December 28th, 2010, 14:18

It took forever, but I rescued everything from a corrupt drive onto a brand new one with ddrescue.

I would now like to clone my healthy drive to have a 2nd copy of everything. I was told this is the syntax to use:

dd if=/dev/src of=/dev/dst bs=512000 count=2000000

Just wanted to double check if that's correct? ... would hate to do anything to jeopardize the data on this new drive.

Re: Proper Cloning

December 28th, 2010, 14:51

No need for count if you are cloning the entire drive

Re: Proper Cloning

January 2nd, 2011, 5:32

i ran my command: dd if=/dev/sdb of=/dev/sda bs=512000
(making double sure the source and destination drives were right)

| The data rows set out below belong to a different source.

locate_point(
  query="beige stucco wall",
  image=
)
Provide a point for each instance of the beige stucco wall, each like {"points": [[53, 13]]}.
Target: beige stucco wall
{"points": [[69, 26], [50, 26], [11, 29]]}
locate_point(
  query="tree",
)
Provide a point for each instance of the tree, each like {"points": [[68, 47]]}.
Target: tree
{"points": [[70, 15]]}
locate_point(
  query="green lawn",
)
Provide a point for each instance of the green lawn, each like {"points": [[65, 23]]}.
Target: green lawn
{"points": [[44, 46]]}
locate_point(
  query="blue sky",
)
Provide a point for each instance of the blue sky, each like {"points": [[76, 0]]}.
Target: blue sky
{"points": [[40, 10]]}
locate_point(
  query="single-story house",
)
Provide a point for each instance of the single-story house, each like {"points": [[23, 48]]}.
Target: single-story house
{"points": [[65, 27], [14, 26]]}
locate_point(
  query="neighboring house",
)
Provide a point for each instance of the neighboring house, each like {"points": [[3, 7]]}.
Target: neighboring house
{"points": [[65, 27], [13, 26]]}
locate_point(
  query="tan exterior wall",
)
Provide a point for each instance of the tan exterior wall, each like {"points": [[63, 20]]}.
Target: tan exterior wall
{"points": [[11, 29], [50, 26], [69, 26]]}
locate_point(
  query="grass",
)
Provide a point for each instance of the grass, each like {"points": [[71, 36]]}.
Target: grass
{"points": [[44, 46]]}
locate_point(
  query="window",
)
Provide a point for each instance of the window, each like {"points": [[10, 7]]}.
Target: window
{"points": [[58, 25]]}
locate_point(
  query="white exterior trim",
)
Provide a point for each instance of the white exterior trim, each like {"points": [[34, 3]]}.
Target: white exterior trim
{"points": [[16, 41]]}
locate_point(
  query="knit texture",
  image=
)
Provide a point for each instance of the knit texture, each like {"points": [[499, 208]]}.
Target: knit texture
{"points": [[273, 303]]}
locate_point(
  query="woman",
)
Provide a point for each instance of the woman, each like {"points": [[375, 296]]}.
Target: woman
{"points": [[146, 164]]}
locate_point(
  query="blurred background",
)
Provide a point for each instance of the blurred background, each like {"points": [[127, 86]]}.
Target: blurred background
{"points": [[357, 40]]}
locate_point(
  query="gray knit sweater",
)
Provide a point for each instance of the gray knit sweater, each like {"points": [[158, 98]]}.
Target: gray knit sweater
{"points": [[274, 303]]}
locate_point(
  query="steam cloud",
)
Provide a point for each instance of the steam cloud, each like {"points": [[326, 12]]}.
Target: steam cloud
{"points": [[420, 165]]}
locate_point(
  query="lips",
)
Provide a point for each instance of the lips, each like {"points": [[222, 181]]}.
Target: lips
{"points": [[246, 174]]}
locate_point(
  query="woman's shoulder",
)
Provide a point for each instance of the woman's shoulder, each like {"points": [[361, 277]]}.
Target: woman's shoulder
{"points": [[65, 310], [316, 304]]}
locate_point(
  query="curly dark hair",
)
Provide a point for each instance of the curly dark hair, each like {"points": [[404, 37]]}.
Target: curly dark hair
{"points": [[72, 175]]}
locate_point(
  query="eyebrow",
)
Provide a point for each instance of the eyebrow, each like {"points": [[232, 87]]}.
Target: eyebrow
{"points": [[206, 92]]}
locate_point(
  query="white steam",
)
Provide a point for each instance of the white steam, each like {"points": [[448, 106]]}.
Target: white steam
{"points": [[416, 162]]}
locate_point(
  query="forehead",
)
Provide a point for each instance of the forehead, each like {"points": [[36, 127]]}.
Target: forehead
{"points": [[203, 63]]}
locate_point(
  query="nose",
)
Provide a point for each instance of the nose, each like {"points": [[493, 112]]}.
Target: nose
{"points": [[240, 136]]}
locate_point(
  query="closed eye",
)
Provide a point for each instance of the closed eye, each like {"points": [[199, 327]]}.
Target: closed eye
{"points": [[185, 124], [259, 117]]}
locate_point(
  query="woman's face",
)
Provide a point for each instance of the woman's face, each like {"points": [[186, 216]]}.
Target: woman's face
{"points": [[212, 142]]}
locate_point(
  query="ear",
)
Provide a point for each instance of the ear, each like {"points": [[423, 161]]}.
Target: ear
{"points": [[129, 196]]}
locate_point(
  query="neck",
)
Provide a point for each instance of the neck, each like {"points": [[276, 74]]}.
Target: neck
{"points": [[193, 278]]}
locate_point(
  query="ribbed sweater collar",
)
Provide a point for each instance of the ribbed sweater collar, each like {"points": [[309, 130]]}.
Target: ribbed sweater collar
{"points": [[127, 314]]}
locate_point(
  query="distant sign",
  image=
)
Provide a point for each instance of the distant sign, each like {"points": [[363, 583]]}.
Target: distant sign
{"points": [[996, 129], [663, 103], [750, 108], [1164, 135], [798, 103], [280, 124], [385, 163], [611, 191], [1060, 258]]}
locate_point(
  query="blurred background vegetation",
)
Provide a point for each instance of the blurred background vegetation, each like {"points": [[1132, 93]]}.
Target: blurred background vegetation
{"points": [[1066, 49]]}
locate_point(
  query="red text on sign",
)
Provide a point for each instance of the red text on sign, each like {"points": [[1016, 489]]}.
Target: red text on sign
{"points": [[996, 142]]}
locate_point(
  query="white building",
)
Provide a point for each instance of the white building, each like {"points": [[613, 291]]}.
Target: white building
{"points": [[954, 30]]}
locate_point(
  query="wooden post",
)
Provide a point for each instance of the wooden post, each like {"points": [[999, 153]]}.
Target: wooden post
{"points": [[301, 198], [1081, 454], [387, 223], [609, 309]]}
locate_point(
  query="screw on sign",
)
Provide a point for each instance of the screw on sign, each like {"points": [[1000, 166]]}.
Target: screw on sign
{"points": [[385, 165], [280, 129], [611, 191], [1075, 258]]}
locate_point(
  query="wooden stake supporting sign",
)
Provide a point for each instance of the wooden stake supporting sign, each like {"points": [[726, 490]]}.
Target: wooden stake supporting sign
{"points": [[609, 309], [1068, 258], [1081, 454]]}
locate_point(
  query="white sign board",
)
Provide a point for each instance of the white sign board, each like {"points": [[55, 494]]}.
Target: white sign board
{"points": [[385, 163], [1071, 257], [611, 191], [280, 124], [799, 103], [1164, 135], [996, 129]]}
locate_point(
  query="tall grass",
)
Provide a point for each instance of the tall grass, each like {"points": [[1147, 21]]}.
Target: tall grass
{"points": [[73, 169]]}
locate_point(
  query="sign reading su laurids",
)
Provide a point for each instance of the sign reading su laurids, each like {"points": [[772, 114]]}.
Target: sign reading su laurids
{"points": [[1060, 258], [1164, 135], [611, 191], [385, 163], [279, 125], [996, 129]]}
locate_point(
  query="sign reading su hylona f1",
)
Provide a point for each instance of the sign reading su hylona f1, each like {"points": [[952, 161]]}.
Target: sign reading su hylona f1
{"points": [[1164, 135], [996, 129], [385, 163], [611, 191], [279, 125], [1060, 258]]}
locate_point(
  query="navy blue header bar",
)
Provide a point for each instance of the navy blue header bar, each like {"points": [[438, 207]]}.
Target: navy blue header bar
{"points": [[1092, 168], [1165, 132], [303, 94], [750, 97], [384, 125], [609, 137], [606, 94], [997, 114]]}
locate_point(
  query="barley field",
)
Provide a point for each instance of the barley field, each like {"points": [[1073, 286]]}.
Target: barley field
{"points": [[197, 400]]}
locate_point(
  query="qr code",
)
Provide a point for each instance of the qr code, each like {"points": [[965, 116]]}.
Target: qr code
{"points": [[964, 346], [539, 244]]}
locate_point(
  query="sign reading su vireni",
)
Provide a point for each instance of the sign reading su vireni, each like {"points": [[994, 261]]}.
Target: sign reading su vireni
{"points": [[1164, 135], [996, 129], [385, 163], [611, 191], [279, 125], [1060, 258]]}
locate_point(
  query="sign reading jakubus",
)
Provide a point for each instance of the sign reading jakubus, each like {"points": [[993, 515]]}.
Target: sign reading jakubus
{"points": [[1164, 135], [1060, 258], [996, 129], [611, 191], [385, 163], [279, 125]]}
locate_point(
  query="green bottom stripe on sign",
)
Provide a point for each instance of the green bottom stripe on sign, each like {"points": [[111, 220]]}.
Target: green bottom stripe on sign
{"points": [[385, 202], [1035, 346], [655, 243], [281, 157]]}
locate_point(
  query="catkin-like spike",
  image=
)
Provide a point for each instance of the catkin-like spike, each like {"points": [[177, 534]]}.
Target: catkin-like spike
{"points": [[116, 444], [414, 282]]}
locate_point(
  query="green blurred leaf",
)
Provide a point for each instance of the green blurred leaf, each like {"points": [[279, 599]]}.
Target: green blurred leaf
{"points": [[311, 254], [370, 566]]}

but now dd just sort of hangs, there's a flashing cursor, but no other output.
is that normal?

i know for sure linux could see both drives, it showed them both to me in /dev/ ...
* the 'source' new drive that has my recovered data was listed as sdb, sdb1, sdb5, sdb6 (same partition layout as the old failed drive that was previously ddrescued onto it)
* the 2nd brand new drive was listed as sda.
* there were no other sd_ entries shown, nor any other drives connected to motherboard.

Re: Proper Cloning

January 2nd, 2011, 12:51

Yep

Re: Proper Cloning

January 2nd, 2011, 17:26

'bs' switch states: read and write BYTES bytes at a time
So if you change default 512 to 512000 dd can hang sometimes ;)
And for checking what is going on with dd you have to use kill command:
kill -USR1 [dd PID]

Re: Proper Cloning

January 2nd, 2011, 20:57

Thanks for the info. I didn't realize when I ran it that dd is just kind of silent when it runs. But I believe it finished the clone job correctly.